In 2017, Okada, a member of Universal Entertainment’s board, was disqualified and then removed as chair of TRLEI. Okada Holdings Ltd. a Hong Kong private company which owns more than two-thirds of Universal Entertainment stock, also removed him.

As a result of the new court decision, Okada will likely fight his prior dismissals and could even claim financial damages.

While Okada may have found some relief with the Philippine court, he has a long way to go elsewhere. He is involved in another legal battle with Wynn Resorts, but is having money management issues. Bartlit Beck, a Chicago-based litigation company, wants a judge to stop Dentons global law firm from withdrawing its counsel for Okada as it seeks millions in legal fees.

Okada reportedly owes Beck over $63 million. This is a result of a legal dispute between his Universal Entertainment Corp. and Wynn Resorts. Beck initially sought $50 million from Okada in fees in the Wynn case, which saw the latter pay a $2.6-billion settlement.

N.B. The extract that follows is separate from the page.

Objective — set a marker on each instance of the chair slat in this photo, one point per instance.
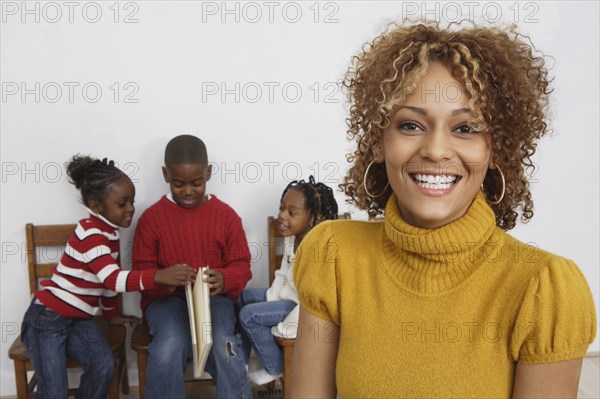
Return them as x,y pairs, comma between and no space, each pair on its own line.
52,235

Beck stated that it was unable to do much discovery on Okada’s assets in US courts, Hong Kong, and Japanese courts and that it could only collect $392,377 of outstanding fees. The discovery is necessary to determine how to target assets to cover the debt.

Dentons is accused of “further enabling [Okada’s] strategy of delay” by requesting the dismissal. A judge will determine Dentons’ request this week.